Further inspection reveals that both  $tr_1''$  and  $tr_2''$  are feasible. Hence, we have established that the program in Figure 1(b) does not satisfy cache side-channel freedom.

An appealing feature of our framework is to leverage verification results and automatically generate patches. Such patches aim to eliminate cache side channels of program. For instance, consider the feasible counterexamples  $tr_1^{\prime\prime}$  and  $tr_2^{\prime\prime}$ . Intuitively, our patching process changes all traces similar to  $tr_2^{\prime\prime}$  on-the-fly and makes them behave like  $tr_1^{\prime\prime}$ . Concretely,  $tr_2^{\prime\prime}$  will behave like  $tr_1^{\prime\prime}$ , with respect to the attacker, if we inject one cache miss to  $tr_2^{\prime\prime}$ . To this end, we need to compute all inputs that lead to counterexample trace  $tr_2^{\prime\prime}$ . Thanks to our symbolic reasoning framework (cf. Equation 2), we can compute a symbolic expression capturing all such inputs. For instance, since  $miss_4=0$ , we know  $\Gamma(r_4)$  must be false. Specifically, we have the following symbolic condition that captures all inputs leading to  $tr_2^{\prime\prime}$ :

$$v_1 \equiv \Gamma(r_1) \land \neg \Gamma(r_2) \land \Gamma(r_3) \land \neg \Gamma(r_4) \land \neg \Gamma(r_5)$$

 $v_1$  is satisfiable if and only if key = 255. Hence, we inject a cache miss whenever the code in Figure 1(b) is executed with inputs satisfying  $v_1$ , i.e., for input key = 255 (cf. Figure 1(d)).

We continue the verification process to reveal all other counterexamples violating cache side-channel freedom. To this end, we aim to only find unique counterexamples.

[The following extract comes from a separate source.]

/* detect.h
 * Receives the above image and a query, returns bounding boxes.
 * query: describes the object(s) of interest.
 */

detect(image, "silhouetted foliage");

Hence, we modify the symbolic formula  $\Psi$  to  $\Psi \land \neg \nu_1$  and aim to satisfy the following verification goal:

$$\left|\Psi \wedge \neg v_1 \wedge \left( \left( \sum_{i=1}^5 miss_i \right) \ge 0 \right) \right|_{sol\left(\sum_{i=1}^5 miss_i\right)} \le 1 \tag{6}$$

Our checker goes through a series of abstraction refinement and reveals that Equation 6 holds for the program in Figure 1(b). At this stage, our checker terminates with exactly one patch to be applied for inputs satisfying  $v_1 \equiv (key = 255)$ .

## 3 SIDE-CHANNEL CHECKER WORKFLOW

**Threat Model.** We assume that an attacker makes observations on the execution traces of victim program  $\mathcal{P}$  and the implementation of  $\mathcal{P}$  is known to the attacker. Besides, there does not exist any *error* in the observations made by the attacker. We also assume that an attacker can execute arbitrary user-level code on the processor that runs the victim program. This, in turn, allows the attacker to flush the cache (*e.g.* via accessing a large array) before the victim routine starts execution. We, however, do not assume that the attacker can access the address space of the victim program  $\mathcal{P}$ . We believe the aforementioned assumptions on the attacker are justified, as we aim to verify the cache side-channel freedom of programs against *strong attacker models*.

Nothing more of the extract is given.